Fort heureusement, il existe des solutions pour amoindrir cette différence et rapprocher l’écoute au casque des sensations que l’on a avec des enceintes, comme le Realphones proposé par Dsonic qui nous occupe et dont la particularité est de proposer une simulation d’enceintes en plus d’une correction de la réponse en fréquence du casque, là où il faut le plus souvent cumuler deux plug-ins…
Un casque plus droit…
La solution semble complète donc, et l’on s’en rend compte dès l’installation puisqu’en plus du plug-in que vous pourrez utiliser dans votre STAN, Realphones se décline aussi sous la forme d’une interface virtuelle qui vous permettra de l’utiliser pour tout usage multimedia sur votre ordinateur. Une bonne initiative donc, d’autant plus intéressante pour ceux dont la STAN ne dispose pas d’une tranche de monitoring comme Cubase ou Studio One, et qui pourront bénéficier du traitement du plug-in à l’écoute sans pour autant avoir à désactiver ce dernier au moment de l’export du projet. Seul hic, l’installation du pillote Realphones a gentiment pris la place sur mon Mac du pilote Sonarworks…
Redimensionnable de 75 à 200 %, l’interface du logiciel fait la part belle aux graphismes vectoriels, sachant que l’aperçu du studio simulé donne lieu à une petite représentation photoréaliste du plus bel effet. Concentrant un assez grand nombre de fonctions, la fenêtre s’organise en 5 parties.
Au sommet, vous pouvez sélectionner votre modèle de casque et doser notamment la correction de sa courbe de rendu par le logiciel et encore adapter cette dernière via les paramètres Presence et Pressure. Notons-le : la correction de la courbe de réponse en fréquences se fait en fonction des caractéristiques moyennes pour chaque modèle et non comme chez Sonarworks sur le profil réel de votre casque que vous auriez préalablement fait mesurer. Pour compenser cette lacune, Dsonic a toutefois pensé à proposer un profil « Sonarworks » qui permet de déléguer la correction de courbe. Les utilisateurs de ce dernier pourront donc continuer d’utiliser la correction précise de leur casque en insérant le plug-in juste après Realphones sur le bus d’écoute ou le master. Voilà qui est très bien vu !
…dans une belle pièce…
Au-dessous se trouve tout ce qui concerne la simulation de pièce et d’écoutes à choisir parmi des écoutes de proximité, de semi-proximité ou des grosses écoutes murales dans un studio moscovite : on aurait certes aimé pouvoir disposer de plusieurs studios aux acoustiques différentes, mais tant que la pièce choisie sonne bien, on se dit qu’il n’y a pas de raisons de refuser ce séjour virtuel en Russie. Notez que vous pouvez doser l’ambiance de la pièce, basée sur une simulation binaurale, comme l’écartement des enceintes.
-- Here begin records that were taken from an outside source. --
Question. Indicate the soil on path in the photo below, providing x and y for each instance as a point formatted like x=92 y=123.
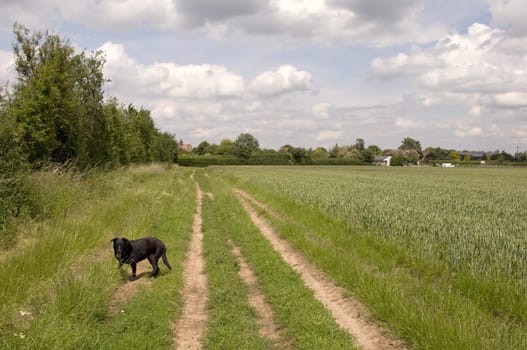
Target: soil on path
x=268 y=329
x=348 y=313
x=190 y=327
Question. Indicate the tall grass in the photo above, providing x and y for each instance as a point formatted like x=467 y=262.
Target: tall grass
x=56 y=288
x=438 y=254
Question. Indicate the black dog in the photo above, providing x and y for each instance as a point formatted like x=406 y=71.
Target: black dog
x=133 y=251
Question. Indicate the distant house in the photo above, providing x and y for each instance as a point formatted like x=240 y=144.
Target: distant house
x=382 y=160
x=472 y=155
x=185 y=147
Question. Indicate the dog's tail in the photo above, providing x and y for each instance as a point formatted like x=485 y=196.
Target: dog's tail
x=165 y=260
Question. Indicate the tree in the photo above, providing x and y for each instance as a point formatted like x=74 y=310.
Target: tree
x=359 y=145
x=408 y=144
x=320 y=153
x=226 y=147
x=246 y=144
x=202 y=149
x=57 y=99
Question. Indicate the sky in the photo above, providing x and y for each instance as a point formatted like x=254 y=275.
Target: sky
x=308 y=73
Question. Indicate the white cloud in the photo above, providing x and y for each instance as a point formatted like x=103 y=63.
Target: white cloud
x=509 y=13
x=329 y=135
x=205 y=81
x=475 y=111
x=481 y=66
x=363 y=22
x=405 y=123
x=402 y=65
x=511 y=99
x=284 y=80
x=321 y=110
x=463 y=131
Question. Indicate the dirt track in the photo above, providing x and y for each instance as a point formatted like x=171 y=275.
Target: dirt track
x=189 y=329
x=348 y=313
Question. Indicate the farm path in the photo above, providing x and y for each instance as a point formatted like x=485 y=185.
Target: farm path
x=348 y=313
x=190 y=327
x=268 y=328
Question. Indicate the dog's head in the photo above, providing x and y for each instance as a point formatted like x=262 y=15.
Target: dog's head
x=122 y=248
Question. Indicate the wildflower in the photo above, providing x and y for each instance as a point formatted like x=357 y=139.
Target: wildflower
x=24 y=313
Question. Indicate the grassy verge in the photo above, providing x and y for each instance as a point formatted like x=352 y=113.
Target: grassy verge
x=303 y=320
x=56 y=290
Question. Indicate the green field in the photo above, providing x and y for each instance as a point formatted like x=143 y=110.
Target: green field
x=437 y=255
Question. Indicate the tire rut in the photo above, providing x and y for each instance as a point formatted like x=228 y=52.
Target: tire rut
x=348 y=313
x=190 y=327
x=267 y=327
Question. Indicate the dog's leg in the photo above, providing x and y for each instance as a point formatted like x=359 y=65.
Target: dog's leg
x=134 y=269
x=153 y=261
x=165 y=260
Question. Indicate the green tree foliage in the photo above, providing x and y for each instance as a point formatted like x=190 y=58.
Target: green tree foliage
x=226 y=148
x=59 y=113
x=408 y=144
x=246 y=144
x=202 y=149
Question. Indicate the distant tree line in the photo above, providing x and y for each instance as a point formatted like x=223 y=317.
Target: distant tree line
x=245 y=150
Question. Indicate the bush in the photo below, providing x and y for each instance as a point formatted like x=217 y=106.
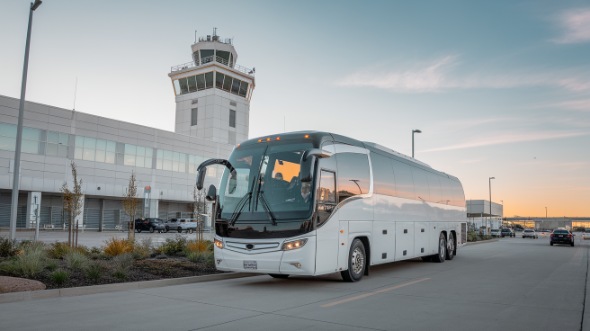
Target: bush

En dessous encore vous accédez aux modèles de moniteurs utilisés, sachant qu’un large choix s’offre à vous derrière des noms suffisamment explicites pour qu’on comprenne à quoi ils font référence : Yamaha NS10, Tannoy, Auratone. Là encore, vous pouvez doser l’impact de ce choix sur la courbe de réponse en fréquences, comme travailler la sensation de bas avec Density ou le rapport à la pièce avec Warmth.
S’en suivent un EQ trois bandes pour une ultime balance du spectre et une section de monitoring vous permettant d’écouter canal par canal (gauche/droite ou mid/side) d’activer des filtres coupe/bas, coupe-haut ou coupe-bande, de passer le tout en mono, d’inverser la phase ou les canaux : bref, tout ce qu’il faut pour scruter des détails de votre mix.
Et pour quelques fonctions de plus…
Finissons en précisant qu’un vu-mètre de sortie flanqué d’un limiteur débrayable vous attend sur la droite, tandis qu’au sommet de l’interface et à gauche se trouvent respectivement un gestionnaire de presets global, et un système de snapshots présentant des réglages pour différents contextes d’utilisation : mix, mastering, avec auratone ou gros système, etc.
Bref, il y a beaucoup de fonctionnalités et beaucoup de réglages sur cette interface, ce qui est sans doute une bonne chose pour adapter la simulation à son goût et ses besoins, mais peut aussi perdre l’utilisateur à l’heure du tweaking. L’interdépendance des différents paramètres fait qu’on perdra sans doute moins de temps à prendre ses habitudes dans le son d’un preset qu’à vouloir faire le sien. Soulignons aussi que quelques bugs sont à déplorer du côté du gestionnaire de presets et de snapshots.
Reste à voir ce que tout cela donne à l’usage.
Et donc ?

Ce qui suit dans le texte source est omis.